Software companies Open Text (TSX:OTEX)(NASDAQ:OTEX) and Kinaxis (TSX:KXS) are well positioned for massive growth. If you have the money and appetite to invest, you’d better take a position soon. The COVID-19 pandemic is propelling both companies to greater heights.
Up in the clouds
Cloud computing, a high-growth business, is the domain of Open Text. The growth profile of this $15.49 billion company is expanding non-stop through a series of meaningful acquisitions. The new strategic collaboration agreement with Amazon’s Web Services will further boost its industry clout.
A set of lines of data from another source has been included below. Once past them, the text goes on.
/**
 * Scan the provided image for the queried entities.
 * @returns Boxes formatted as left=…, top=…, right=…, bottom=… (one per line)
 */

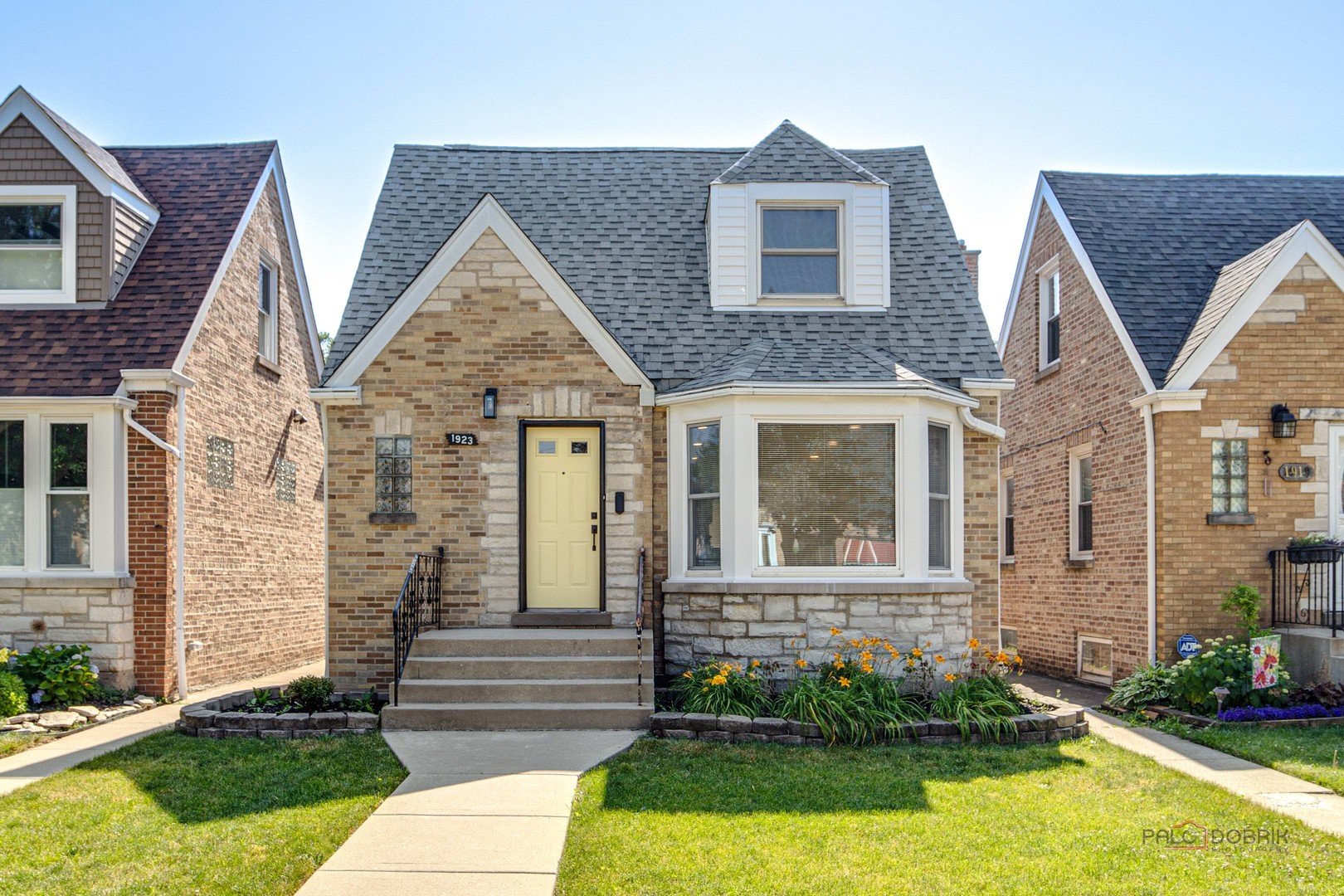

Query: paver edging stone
left=175, top=688, right=378, bottom=739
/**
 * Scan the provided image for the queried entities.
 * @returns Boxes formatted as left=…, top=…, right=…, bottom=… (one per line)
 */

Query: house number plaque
left=1278, top=464, right=1316, bottom=482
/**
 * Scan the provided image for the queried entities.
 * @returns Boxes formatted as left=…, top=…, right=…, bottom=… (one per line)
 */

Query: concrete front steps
left=383, top=629, right=653, bottom=731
Open Text engages in the cultivation and sale of enterprise information management (EIM) solutions to companies across various industries. Many industries are using Open Text’s business-critical EIM solutions. Among them are large companies and professional service firms as well as government agencies.
For Q3 fiscal 2020 (quarter ended March 31, 2020), revenue grew by 42.2% to $339.5 million versus Q3 fiscal 2019. The operating cash flow increased by 15.2% to $329.6 million. Open Text had $1.24 billion in cash at the end of the quarter.
Open Text is ready to meet short-term challenges while preparing for long-term growth. It has a strong balance sheet, preemptive cost measures in place, and an efficient operating framework.
Leading the transformation
Kinaxis is a shoo-in to become one of the top TSX tech stocks in 2020. The COVID-19 pandemic did not stun the growth momentum of this Ottawa-based company. As of this writing, the year-to-date gain is 77.7%. Kinaxis is outperforming the general market by a mile.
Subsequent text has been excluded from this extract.